Åsne Seierstad (1970) is a Norwegian freelance journalist and writer, best known for her accounts of everyday life in war zones – most notably Kabul after 2001, Baghdad in 2002 and the ruined Grozny in 2006. As a reporter she is particularly remembered for her work in war zones such as Afghanistan, Iraq and Chechnya, as well as for her reports on the September 11 attacks in the United States of America. The Bookseller of Kabul (2002), a bestselling book, is an account of the time she spent living with an Afghan family in Kabul after the fall of the Taliban in 2001. Her other books include One Hundred And One Days: A Baghdad Journal which describes the three months she spent in Iraq in the build-up to the U.S.-led invasion in 2003.
En av oss : en fortelling om Norge (One of Us: The Story of Anders Breivik and the Massacre in Norway) was first published in Norway in 2013. In the book Seierstad explores a dark side of contemporary Scandinavia through the life and crimes of Anders Behring Breivik, a mass murderer who killed 77 people, most of them teenagers, as a protest against women’s rights, cultural diversity and the growing influence of Islam.
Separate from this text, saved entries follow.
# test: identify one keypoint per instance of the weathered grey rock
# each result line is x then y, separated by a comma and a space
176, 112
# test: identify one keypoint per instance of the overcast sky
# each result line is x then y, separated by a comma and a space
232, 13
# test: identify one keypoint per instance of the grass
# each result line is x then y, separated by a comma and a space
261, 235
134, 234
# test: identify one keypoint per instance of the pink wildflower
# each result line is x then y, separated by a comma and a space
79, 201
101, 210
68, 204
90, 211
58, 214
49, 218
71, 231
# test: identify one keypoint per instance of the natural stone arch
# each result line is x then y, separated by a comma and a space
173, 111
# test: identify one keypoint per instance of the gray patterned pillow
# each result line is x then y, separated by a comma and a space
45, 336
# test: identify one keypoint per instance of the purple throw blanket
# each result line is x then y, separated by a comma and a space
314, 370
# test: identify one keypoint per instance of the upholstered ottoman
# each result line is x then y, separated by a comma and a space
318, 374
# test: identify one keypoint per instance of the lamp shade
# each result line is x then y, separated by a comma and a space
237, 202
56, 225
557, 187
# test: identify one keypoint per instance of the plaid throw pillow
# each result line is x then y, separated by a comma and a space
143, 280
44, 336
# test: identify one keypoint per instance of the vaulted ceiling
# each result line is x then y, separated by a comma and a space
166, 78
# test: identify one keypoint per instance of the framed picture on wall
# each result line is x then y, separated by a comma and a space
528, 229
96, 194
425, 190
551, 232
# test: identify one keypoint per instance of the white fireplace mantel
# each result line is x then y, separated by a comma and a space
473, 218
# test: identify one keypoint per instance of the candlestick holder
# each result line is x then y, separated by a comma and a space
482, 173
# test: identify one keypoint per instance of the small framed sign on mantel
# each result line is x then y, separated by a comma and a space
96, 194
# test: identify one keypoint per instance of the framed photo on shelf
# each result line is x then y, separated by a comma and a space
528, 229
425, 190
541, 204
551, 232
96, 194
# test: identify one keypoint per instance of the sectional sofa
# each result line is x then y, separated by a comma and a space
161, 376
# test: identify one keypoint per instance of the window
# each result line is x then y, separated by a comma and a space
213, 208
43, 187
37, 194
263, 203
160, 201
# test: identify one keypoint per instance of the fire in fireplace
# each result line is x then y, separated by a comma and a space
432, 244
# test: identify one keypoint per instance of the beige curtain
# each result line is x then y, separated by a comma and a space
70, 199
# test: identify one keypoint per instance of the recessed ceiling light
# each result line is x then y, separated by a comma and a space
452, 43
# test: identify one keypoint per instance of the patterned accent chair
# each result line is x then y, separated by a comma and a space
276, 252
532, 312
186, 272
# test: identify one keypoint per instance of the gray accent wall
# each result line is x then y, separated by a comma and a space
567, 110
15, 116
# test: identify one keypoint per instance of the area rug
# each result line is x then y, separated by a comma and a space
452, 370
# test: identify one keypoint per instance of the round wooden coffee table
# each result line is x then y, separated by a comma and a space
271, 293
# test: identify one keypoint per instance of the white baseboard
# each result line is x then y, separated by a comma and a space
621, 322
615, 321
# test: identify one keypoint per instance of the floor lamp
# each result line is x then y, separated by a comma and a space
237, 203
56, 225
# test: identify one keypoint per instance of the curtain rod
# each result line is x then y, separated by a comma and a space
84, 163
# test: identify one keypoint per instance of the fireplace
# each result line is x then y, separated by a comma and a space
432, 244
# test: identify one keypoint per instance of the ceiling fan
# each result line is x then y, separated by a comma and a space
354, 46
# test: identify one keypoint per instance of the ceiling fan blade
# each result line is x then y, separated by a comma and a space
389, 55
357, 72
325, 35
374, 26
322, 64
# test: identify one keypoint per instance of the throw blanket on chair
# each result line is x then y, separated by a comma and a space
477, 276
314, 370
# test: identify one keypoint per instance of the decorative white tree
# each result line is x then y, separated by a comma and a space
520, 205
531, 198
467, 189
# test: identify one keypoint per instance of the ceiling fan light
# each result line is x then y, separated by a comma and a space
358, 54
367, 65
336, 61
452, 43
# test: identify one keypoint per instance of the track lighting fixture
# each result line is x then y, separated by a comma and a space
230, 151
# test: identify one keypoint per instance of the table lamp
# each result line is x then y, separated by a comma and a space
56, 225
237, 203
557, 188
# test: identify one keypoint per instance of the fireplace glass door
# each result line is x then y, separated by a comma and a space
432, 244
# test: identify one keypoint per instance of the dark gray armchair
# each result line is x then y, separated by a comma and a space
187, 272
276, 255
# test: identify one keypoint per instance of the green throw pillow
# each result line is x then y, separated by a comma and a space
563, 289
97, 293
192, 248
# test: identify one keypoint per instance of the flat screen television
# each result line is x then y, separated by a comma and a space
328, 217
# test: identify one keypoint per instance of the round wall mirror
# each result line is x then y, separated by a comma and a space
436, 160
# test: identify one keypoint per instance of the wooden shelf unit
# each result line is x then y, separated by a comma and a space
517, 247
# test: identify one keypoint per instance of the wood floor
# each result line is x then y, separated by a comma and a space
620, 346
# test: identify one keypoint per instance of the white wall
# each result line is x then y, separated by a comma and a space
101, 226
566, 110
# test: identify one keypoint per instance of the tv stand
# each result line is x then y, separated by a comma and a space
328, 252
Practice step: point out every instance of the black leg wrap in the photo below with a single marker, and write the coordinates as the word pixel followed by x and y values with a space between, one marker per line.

After spending years away from home as a foreign correspondent in Afghanistan, Chechnya and Iraq, bearing witness to the crimes of other nations, she has confronted Norway’s greatest trauma since the Nazi occupation, without flinching and without simplifying.
Sigurður Ólafsson, Manager for the Nordic Council Literature Prizes will be the moderator of the evening and the program will take place in scandinavian languages.